Beaucoup de « ​Russes qui fuient maintenant la Russie à cause de la mobilisation étaient d’accord pour tuer des Ukrainiens, ils n’ont pas protesté alors, il n’est pas juste de les considérer comme des objecteurs conscients. Il y a des risques considérables pour la sécurité en les admettant et de nombreux pays en dehors de l’UE où aller », a déclaré Edgar Rinkevics sur Twitter affectation.

La Finlande a également déclaré qu’elle «restreindrait considérablement» l’accès aux Russes entrant par sa frontière avec la Russie, le chef de l’opposition finlandaise Petteri Orpo déclarant: «Nous devons faire passer notre sécurité nationale en premier».

Des militaires russes patrouillent sur le territoire du port maritime de la ville de Marioupol le 12 juin 2022, au milieu de l'action militaire russe en cours en Ukraine.
Poutine a également évoqué la possibilité d’utiliser des armes nucléaires pour défendre le territoire russe.
IOURI KADOBNOV/AFP via Getty Images

La mobilisation partielle de Poutine, la plus importante depuis la Seconde Guerre mondiale, vise à compenser les gains militaires de l’Ukraine après que Kyiv a lancé une contre-offensive en août pour récupérer le territoire des forces russes capturées dans le nord-est.

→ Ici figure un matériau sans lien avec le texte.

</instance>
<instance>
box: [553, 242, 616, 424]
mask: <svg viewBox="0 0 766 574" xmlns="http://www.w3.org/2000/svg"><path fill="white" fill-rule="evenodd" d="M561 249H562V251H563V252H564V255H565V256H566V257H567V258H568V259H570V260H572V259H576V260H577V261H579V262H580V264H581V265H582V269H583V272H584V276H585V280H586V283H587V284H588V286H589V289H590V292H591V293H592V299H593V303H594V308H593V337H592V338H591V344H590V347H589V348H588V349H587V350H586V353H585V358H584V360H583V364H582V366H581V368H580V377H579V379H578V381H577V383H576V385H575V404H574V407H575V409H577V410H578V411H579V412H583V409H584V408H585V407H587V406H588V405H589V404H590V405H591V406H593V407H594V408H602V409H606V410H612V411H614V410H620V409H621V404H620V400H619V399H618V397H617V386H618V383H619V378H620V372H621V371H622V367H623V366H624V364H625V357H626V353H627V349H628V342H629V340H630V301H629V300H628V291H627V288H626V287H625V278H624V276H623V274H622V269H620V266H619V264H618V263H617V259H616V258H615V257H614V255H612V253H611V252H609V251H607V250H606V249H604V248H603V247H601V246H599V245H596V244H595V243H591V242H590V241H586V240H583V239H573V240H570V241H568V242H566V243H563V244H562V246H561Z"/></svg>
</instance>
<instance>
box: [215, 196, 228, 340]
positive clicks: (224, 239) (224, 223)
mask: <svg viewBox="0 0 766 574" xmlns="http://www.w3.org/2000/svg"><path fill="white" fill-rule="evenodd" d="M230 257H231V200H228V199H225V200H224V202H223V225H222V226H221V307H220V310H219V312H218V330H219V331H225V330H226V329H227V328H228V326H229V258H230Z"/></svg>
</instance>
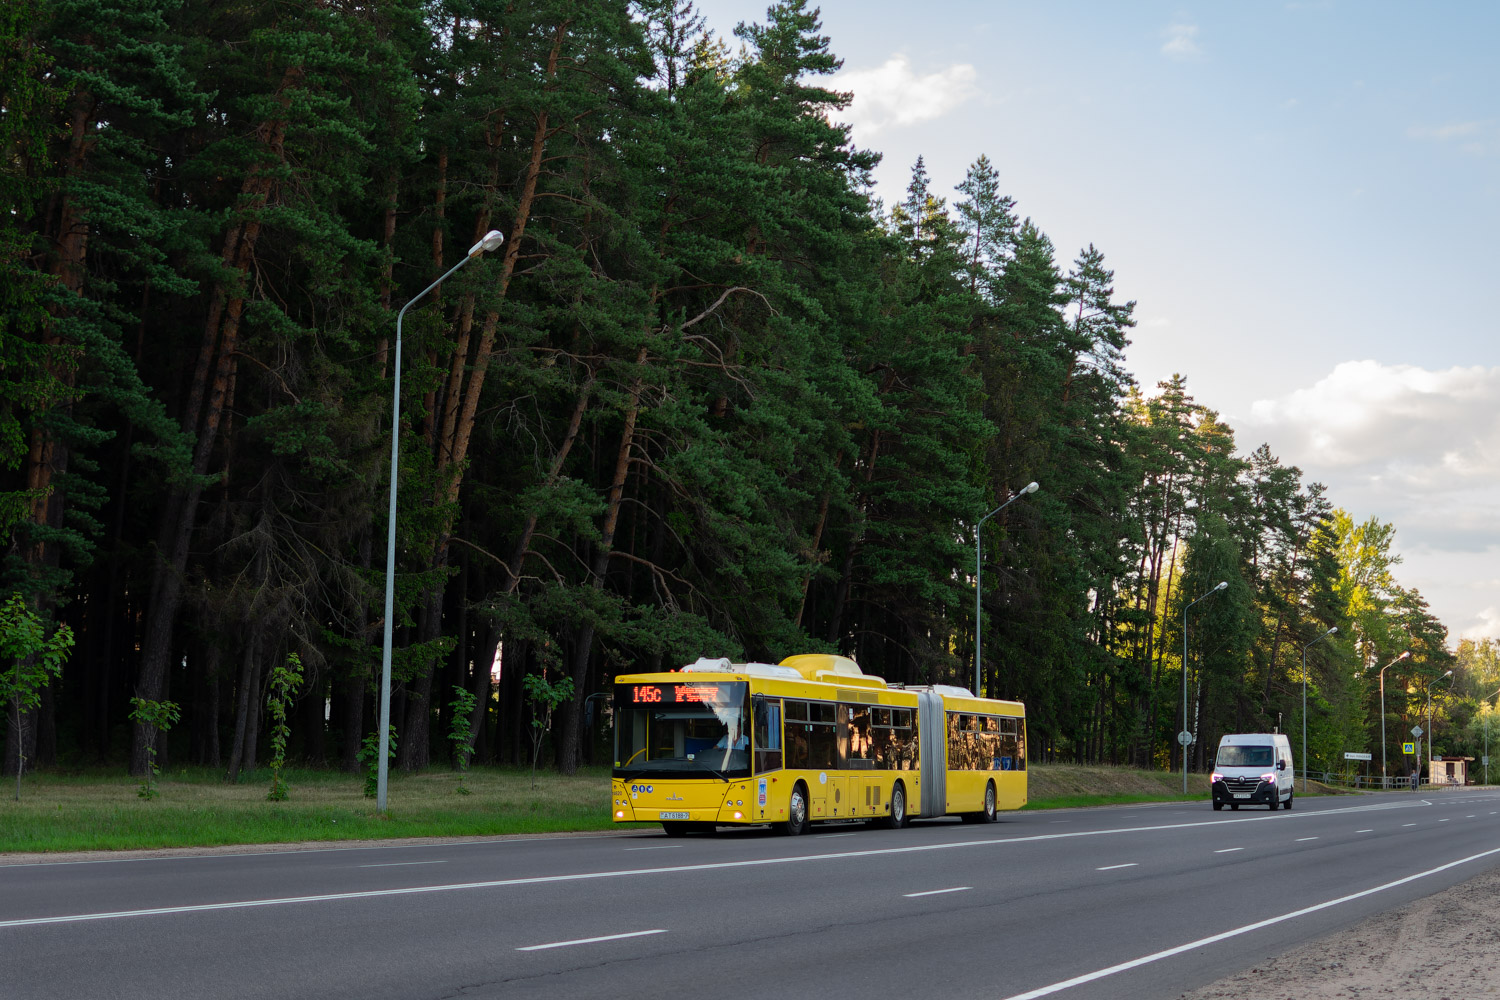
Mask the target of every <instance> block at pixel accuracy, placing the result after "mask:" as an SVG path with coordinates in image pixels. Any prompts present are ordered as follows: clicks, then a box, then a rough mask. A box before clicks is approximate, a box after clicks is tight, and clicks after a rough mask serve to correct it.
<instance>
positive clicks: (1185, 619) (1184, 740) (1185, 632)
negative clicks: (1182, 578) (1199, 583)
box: [1178, 580, 1229, 795]
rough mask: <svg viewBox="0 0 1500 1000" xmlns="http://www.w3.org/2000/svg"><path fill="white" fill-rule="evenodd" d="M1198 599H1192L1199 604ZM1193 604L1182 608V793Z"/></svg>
mask: <svg viewBox="0 0 1500 1000" xmlns="http://www.w3.org/2000/svg"><path fill="white" fill-rule="evenodd" d="M1226 586H1229V580H1220V583H1218V586H1215V588H1214V589H1212V591H1209V592H1208V594H1205V595H1203V597H1200V598H1199V601H1202V600H1206V598H1208V597H1211V595H1214V594H1218V592H1220V591H1223V589H1224V588H1226ZM1199 601H1193V604H1197V603H1199ZM1193 604H1188V606H1187V607H1184V609H1182V732H1181V733H1179V735H1178V742H1179V744H1182V795H1187V793H1188V738H1190V736H1191V733H1188V612H1190V610H1193Z"/></svg>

Moscou a lancé vendredi des référendums dans ces quatre régions contestées d’Ukraine sur l’opportunité de rejoindre la Russie, des élections considérées comme une « imposture » par l’Ukraine et les États-Unis et leurs alliés européens.

Le ministre russe des Affaires étrangères, Sergueï Lavrov, a déclaré samedi que les régions qui approuveraient l’annexion bénéficieraient d’une « protection totale » de Moscou.

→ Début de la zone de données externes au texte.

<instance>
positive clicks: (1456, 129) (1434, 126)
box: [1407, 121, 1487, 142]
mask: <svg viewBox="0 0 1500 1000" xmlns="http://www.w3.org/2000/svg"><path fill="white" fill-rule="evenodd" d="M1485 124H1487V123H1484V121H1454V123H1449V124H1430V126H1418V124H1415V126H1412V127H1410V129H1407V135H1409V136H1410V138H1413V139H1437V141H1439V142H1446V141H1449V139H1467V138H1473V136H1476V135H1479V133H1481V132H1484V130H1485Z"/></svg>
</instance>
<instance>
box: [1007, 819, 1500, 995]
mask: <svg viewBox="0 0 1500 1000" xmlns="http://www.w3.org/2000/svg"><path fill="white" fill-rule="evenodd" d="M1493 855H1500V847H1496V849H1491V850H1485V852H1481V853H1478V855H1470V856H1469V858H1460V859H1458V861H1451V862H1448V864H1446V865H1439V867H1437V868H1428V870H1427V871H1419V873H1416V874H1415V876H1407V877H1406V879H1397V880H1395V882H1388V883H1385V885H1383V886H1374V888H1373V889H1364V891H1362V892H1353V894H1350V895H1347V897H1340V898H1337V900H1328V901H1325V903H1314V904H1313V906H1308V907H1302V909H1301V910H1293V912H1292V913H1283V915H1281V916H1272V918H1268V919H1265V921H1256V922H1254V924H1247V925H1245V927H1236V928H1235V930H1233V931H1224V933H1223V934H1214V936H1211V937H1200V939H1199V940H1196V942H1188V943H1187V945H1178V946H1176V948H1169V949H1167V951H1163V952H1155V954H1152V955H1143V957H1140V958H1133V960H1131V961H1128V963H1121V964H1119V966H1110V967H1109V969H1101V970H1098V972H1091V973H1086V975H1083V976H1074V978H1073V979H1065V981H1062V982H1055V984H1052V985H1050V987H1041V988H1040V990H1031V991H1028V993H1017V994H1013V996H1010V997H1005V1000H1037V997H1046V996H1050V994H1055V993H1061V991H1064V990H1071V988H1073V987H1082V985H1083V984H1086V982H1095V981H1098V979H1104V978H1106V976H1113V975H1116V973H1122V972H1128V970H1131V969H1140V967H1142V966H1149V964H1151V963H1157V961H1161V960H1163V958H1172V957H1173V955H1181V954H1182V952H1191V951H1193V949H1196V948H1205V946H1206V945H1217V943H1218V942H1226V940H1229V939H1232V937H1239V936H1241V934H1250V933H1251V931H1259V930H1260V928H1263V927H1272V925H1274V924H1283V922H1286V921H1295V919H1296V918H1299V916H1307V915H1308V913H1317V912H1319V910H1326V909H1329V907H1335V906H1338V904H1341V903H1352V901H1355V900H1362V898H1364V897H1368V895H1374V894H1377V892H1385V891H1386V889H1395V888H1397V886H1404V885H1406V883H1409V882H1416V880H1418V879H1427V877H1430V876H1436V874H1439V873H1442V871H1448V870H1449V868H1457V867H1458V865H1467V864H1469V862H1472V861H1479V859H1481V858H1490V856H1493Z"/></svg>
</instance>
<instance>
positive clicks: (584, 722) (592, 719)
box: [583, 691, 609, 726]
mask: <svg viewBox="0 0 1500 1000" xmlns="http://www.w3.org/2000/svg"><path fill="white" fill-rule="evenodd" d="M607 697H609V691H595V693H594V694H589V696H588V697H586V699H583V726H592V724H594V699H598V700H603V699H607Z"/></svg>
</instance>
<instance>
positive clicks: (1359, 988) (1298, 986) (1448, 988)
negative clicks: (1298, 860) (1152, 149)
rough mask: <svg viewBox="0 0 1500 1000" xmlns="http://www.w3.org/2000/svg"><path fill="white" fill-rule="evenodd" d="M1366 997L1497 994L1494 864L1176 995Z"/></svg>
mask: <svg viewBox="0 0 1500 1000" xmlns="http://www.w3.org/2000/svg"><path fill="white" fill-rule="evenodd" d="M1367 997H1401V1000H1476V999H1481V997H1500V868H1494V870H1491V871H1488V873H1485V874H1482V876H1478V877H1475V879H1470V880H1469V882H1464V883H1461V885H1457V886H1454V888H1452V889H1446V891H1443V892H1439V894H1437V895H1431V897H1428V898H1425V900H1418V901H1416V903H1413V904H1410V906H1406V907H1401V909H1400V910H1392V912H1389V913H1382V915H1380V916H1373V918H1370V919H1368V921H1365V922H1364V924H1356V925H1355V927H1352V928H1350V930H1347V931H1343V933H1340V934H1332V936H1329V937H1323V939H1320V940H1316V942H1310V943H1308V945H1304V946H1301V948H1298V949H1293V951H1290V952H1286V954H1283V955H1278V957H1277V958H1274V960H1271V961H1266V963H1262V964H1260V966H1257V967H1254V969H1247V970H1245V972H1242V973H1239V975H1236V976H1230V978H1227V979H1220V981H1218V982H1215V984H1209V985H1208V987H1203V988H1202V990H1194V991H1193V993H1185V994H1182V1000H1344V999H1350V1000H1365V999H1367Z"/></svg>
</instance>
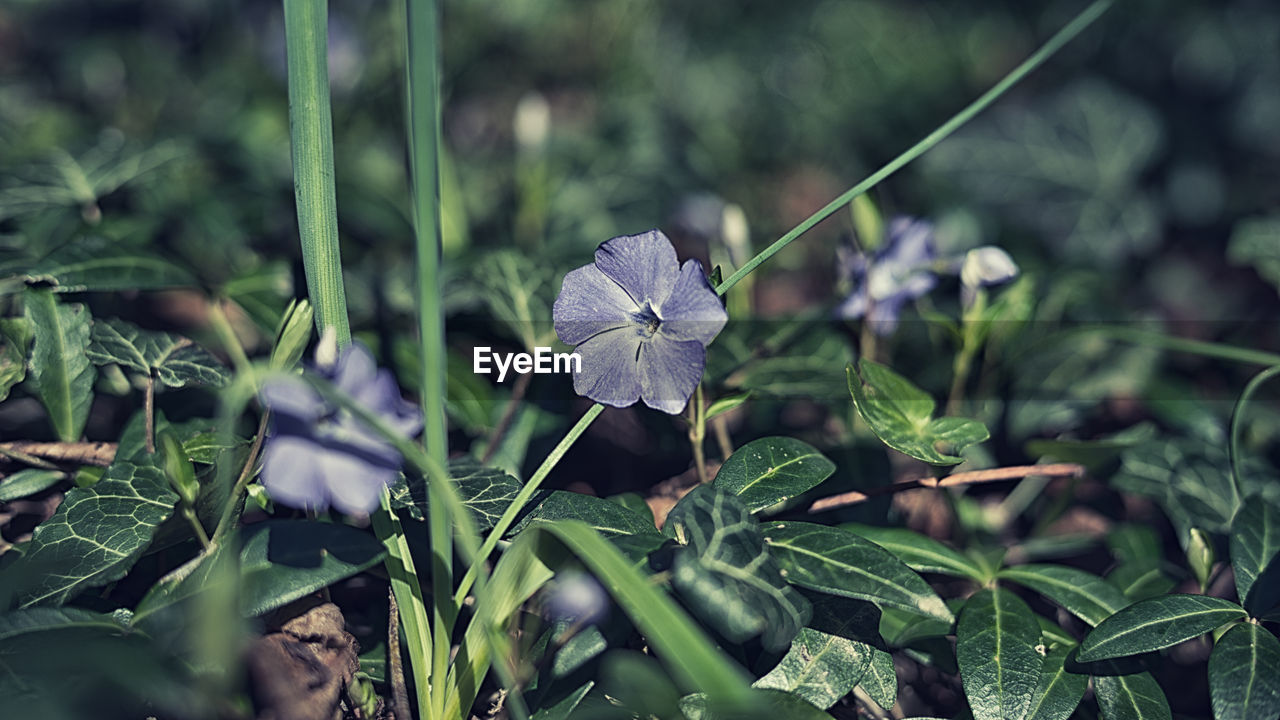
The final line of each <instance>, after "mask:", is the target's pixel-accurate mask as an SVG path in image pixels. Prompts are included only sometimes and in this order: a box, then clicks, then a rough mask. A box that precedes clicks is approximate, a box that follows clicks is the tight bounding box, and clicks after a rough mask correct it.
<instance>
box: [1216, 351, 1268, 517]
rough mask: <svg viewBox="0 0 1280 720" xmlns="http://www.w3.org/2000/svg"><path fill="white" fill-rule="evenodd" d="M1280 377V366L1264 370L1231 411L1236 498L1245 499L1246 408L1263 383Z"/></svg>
mask: <svg viewBox="0 0 1280 720" xmlns="http://www.w3.org/2000/svg"><path fill="white" fill-rule="evenodd" d="M1276 375H1280V365H1272V366H1271V368H1267V369H1266V370H1262V372H1261V373H1258V374H1257V375H1253V379H1251V380H1249V383H1248V384H1247V386H1244V392H1242V393H1240V398H1239V400H1236V401H1235V409H1233V410H1231V441H1230V445H1229V446H1228V454H1229V455H1228V456H1229V457H1230V462H1231V482H1233V483H1234V484H1235V495H1236V497H1244V491H1243V488H1242V487H1240V433H1242V432H1243V424H1244V423H1243V421H1242V418H1243V416H1244V407H1245V406H1247V405H1248V404H1249V401H1251V400H1253V396H1254V395H1256V393H1257V392H1258V388H1260V387H1262V383H1265V382H1267V380H1270V379H1271V378H1274V377H1276Z"/></svg>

Des policiers arrêtent un homme à Moscou le 21 septembre 2022, à la suite d'appels à manifester contre la mobilisation partielle annoncée par le président Vladimir Poutine.
Des policiers arrêtent un homme à Moscou suite à des appels à manifester contre la mobilisation partielle annoncée par Vladimir Poutine le 21 septembre 2022.
ALEXANDRE NEMENOV/AFP via Getty Images

« A la suite de ces référendums, la Russie respectera bien sûr l’expression de la volonté de ces personnes qui, depuis de longues années, souffrent des abus du régime néonazi », a déclaré Lavrov lors d’une conférence de presse après s’être adressé au général des Nations Unies. Assemblée le samedi.

Alors que l’armée russe continue de faire face à des revers dans la guerre de sept mois en évinçant un général qui était responsable des opérations logistiques et en le remplaçant par le colonel général Mikhail Mizintsev, connu sous le nom d’infâme « boucher de Mariupol », qui a ordonné un une frappe aérienne contre une maternité et une attaque contre un théâtre qui abritait des centaines d’enfants.